AWS S3 Storage Lens: The Best Service Not Announced at AWS Storage Day

Episode Summary

Join Pete and Jesse as they talk about the coolest service not announced at AWS Storage Day: AWS S3 Storage Lens, which lets you track your S3 usage across accounts. They discuss how this new service solves a major problem, how you’d have to track S3 usage prior to Storage Lens, how many organizations spend a lot of money storing multipart file uploads that fail, how AWS deserves kudos for making it super easy to set up the new service, what’s missing in AWS S3 Storage Lens, how Jesse and Pete spend more time than anyone should spend reading AWS documentation, and more.

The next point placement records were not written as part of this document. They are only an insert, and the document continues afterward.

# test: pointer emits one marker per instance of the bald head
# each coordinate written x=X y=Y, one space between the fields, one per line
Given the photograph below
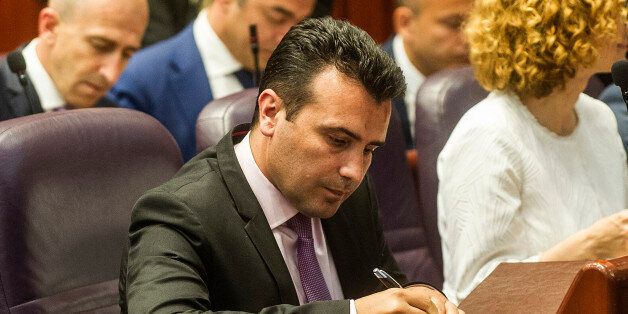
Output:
x=84 y=45
x=414 y=5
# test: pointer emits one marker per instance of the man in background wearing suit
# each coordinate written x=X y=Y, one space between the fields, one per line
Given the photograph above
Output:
x=82 y=48
x=428 y=39
x=280 y=218
x=173 y=80
x=613 y=98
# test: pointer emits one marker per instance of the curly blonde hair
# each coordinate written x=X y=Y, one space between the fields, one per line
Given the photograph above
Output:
x=533 y=46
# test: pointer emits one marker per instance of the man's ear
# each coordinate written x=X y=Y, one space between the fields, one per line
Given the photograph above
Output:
x=270 y=105
x=402 y=17
x=47 y=24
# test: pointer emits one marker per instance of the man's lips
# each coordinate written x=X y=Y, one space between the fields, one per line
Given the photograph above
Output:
x=336 y=192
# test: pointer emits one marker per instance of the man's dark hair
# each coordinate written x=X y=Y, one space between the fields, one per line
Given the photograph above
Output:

Episode Show Notes & Transcript

Links


Transcript
Corey: This episode is sponsored by ExtraHop. ExtraHop provides threat detection and response for the Enterprise (not the starship). On-prem security doesn’t translate well to cloud or multi-cloud environments, and that’s not even counting IoT. ExtraHop automatically discovers everything inside the perimeter, including your cloud workloads and IoT devices, detects these threats up to 35 percent faster, and helps you act immediately. Ask for a free trial of detection and response for AWS today at extrahop.com/trial.


Pete: Hello, welcome to AWS Morning Brief. I am Pete Cheslock, and I am here yet again with Jesse DeRose.


Jesse: Hello. 


Pete: We here to talk about the best service announced not during AWS Storage Day 2020.


Jesse: So, close.


Pete: So, close, though. It was announced a few days after, and that is the AWS S3 Storage Lens service, which I think I've got that naming right. I know sometimes it's ‘AWS thing,’ sometimes it's ‘Amazon thing,’ and to be honest, I never know which is which. 


Jesse: Yeah.


Pete: AWS S3 Storage Lens is honestly one of the best new services that I've seen out, released thus far. I guess we're still pre-re:Invent announcements in a lot of this stuff. But what it is is a—from their site it says, “S3 Storage Lens delivers organization-wide visibility into object storage usage, activity trends,” blah, blah, blah, blah, blah, marketing speak. Basically, it allows you to get a view of your S3 usage across accounts. Which, that's mindblowing, right?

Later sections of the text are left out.